A large part of this waste ends up legally or illegally in Africa. This article uses the available data on plastic waste to shed light on the situation in Africa. Particular attention is paid to imports of plastics and the recycling sector, as well as ways to combat improper dumping and to prevent/reduce marine pollution (microplastics).

The roles and responsibilities of actors and institutions in Africa will be discussed. It is urgent for the international community, in cooperation with the local plastic/textile industries, to establish an effective and well-structured collection system for plastic and textile waste. This will help maximize the collection rate and minimize landfills through recycling. It is also necessary to encourage both the plastic and textile industries to opt for product designs that use easily recyclable materials (eco-design), and this option is crucial.

Africa hardly creates any of its plastics and uses them sparingly for essentials, e.g., storing water. But, Africa has become a dumping ground for the Northern Hemisphere’s (i.e., Europe and the USA) plastic waste in the form of so-called “recycled” clothing and plastic feedstock.

Global plastic production, estimated at 390.7 million tonnes in 2021, has increased rapidly in recent decades and will reach 1800 million tonnes by 2050. Landfill disposal is also increasing, leading to the widespread dispersal of plastic parts into marine environments.The life cycle of plastics is estimated to be several hundreds of years. Since 2015, it has been reported that 12% of plastic waste has been incinerated, with 79% ending up in landfill or leaking into the environment. Single-use plastic packaging is the largest segment of plastics produced worldwide.

After Asia, the African continent is the place where the mismanagement of plastic waste is most widespread and visible. From data resulting from more than 10 years of research, 33 African countries imported about 126 million tonnes (Mt) of polymers in primary form and 46 Mt of plastic products between 1990 and 2017, which means all these countries imported around 172 million tonnes of plastic materials and polymers during this period, with an estimated value of USD 285 billion.

The import of unprocessed and/or processed plastics, finished products, or packaging made of plastics as well as plastic waste is constantly increasing. Adding to local production, mostly of single-use plastic packaging, the huge import of second-hand clothes (SHCs) with short lifespans in many African countries makes the situation worse. A sustainable solution must be found to this environmental problem.

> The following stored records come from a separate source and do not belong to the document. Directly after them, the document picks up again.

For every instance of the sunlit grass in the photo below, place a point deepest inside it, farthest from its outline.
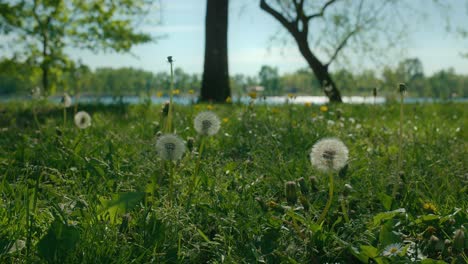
(103, 195)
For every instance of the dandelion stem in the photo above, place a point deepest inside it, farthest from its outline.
(169, 115)
(35, 116)
(330, 198)
(344, 210)
(171, 182)
(64, 117)
(400, 144)
(195, 172)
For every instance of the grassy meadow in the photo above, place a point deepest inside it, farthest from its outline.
(103, 195)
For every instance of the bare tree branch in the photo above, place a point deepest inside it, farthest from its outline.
(342, 45)
(322, 11)
(286, 23)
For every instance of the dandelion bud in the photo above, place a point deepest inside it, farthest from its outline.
(291, 193)
(303, 186)
(447, 242)
(313, 183)
(158, 134)
(58, 131)
(304, 203)
(261, 203)
(66, 100)
(165, 109)
(207, 123)
(347, 190)
(170, 147)
(126, 218)
(402, 88)
(459, 240)
(339, 113)
(190, 143)
(82, 120)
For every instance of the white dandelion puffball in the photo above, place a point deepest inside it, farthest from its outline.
(170, 147)
(207, 123)
(82, 120)
(66, 100)
(392, 250)
(329, 154)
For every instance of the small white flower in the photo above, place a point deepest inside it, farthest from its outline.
(82, 120)
(392, 250)
(170, 147)
(66, 100)
(329, 154)
(207, 123)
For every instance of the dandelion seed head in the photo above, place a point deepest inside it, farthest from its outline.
(207, 123)
(170, 147)
(82, 120)
(329, 154)
(392, 250)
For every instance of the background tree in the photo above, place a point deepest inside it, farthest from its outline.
(41, 29)
(269, 79)
(333, 25)
(215, 80)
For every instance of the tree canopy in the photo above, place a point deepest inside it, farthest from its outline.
(39, 30)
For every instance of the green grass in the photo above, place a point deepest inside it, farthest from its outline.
(100, 195)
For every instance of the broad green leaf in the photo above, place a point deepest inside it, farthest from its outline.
(387, 236)
(120, 204)
(386, 200)
(59, 240)
(387, 215)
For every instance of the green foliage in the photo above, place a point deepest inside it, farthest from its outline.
(82, 190)
(39, 30)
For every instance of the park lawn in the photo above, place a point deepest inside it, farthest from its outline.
(101, 194)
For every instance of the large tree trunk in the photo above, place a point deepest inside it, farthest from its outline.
(215, 83)
(320, 70)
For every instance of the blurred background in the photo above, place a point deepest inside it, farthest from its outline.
(117, 50)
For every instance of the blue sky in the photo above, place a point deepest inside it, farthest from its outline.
(250, 47)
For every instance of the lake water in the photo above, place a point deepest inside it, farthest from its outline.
(270, 100)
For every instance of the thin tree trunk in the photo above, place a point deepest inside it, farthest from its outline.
(215, 83)
(320, 70)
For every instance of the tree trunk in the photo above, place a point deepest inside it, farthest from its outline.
(215, 83)
(320, 70)
(300, 35)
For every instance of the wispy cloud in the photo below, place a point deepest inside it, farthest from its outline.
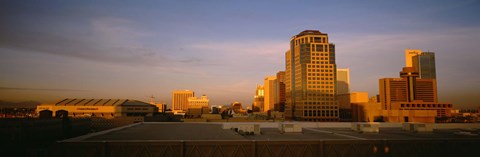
(43, 89)
(107, 40)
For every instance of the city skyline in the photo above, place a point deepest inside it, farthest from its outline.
(53, 50)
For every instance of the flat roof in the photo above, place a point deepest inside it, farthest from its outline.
(155, 131)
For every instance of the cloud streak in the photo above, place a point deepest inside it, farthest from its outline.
(42, 89)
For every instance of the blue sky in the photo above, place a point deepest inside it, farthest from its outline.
(134, 49)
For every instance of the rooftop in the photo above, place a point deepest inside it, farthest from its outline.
(316, 139)
(269, 131)
(97, 102)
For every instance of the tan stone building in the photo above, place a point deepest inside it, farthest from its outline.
(310, 78)
(270, 88)
(107, 108)
(180, 99)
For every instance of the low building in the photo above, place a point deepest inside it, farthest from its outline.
(107, 108)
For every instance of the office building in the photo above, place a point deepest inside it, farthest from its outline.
(270, 97)
(258, 99)
(424, 63)
(343, 81)
(408, 88)
(180, 99)
(409, 53)
(410, 98)
(280, 102)
(310, 78)
(106, 108)
(194, 102)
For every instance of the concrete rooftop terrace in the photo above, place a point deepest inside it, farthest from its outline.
(159, 131)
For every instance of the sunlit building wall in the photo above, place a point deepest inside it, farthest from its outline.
(270, 88)
(259, 99)
(409, 53)
(180, 99)
(281, 99)
(397, 95)
(343, 81)
(194, 102)
(424, 63)
(107, 108)
(310, 78)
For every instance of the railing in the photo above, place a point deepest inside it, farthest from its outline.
(250, 148)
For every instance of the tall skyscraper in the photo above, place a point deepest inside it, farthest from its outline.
(424, 63)
(180, 99)
(280, 105)
(310, 78)
(343, 81)
(408, 88)
(194, 102)
(270, 88)
(258, 101)
(409, 53)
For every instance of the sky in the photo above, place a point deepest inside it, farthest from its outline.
(52, 50)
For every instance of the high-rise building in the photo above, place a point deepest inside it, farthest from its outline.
(194, 102)
(270, 88)
(180, 99)
(310, 78)
(408, 88)
(258, 99)
(280, 102)
(424, 63)
(343, 81)
(411, 93)
(409, 53)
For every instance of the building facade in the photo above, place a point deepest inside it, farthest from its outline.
(409, 53)
(410, 98)
(310, 78)
(343, 81)
(106, 108)
(180, 99)
(259, 99)
(270, 88)
(194, 102)
(280, 105)
(424, 63)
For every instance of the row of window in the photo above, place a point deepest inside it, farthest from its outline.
(323, 107)
(319, 74)
(322, 113)
(426, 105)
(321, 62)
(320, 86)
(320, 66)
(320, 58)
(319, 82)
(319, 54)
(319, 70)
(319, 103)
(310, 40)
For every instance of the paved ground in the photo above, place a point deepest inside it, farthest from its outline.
(209, 131)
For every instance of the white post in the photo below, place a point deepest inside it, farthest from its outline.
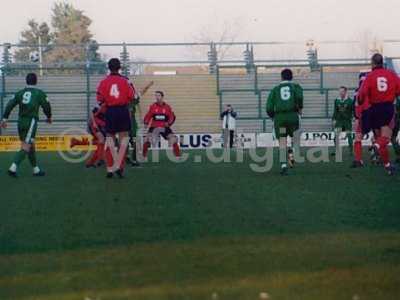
(40, 56)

Several sources and databases such as International Scientific Publications, reports from organizations, web pages, and policy documents were consulted to assess relevant information for this work. Over 300 articles were reviewed, using keywords such as “plastic production in Africa”, “Africa plastic import”, “second-hand clothes trade”, “second-hand clothes waste in Africa”, “plastic waste management in Africa”, “plastic recycling in Africa”, “plastic plants in the world”, “micro-fibres in African wastewater”, “microplastic in African aquatic environment”, etc.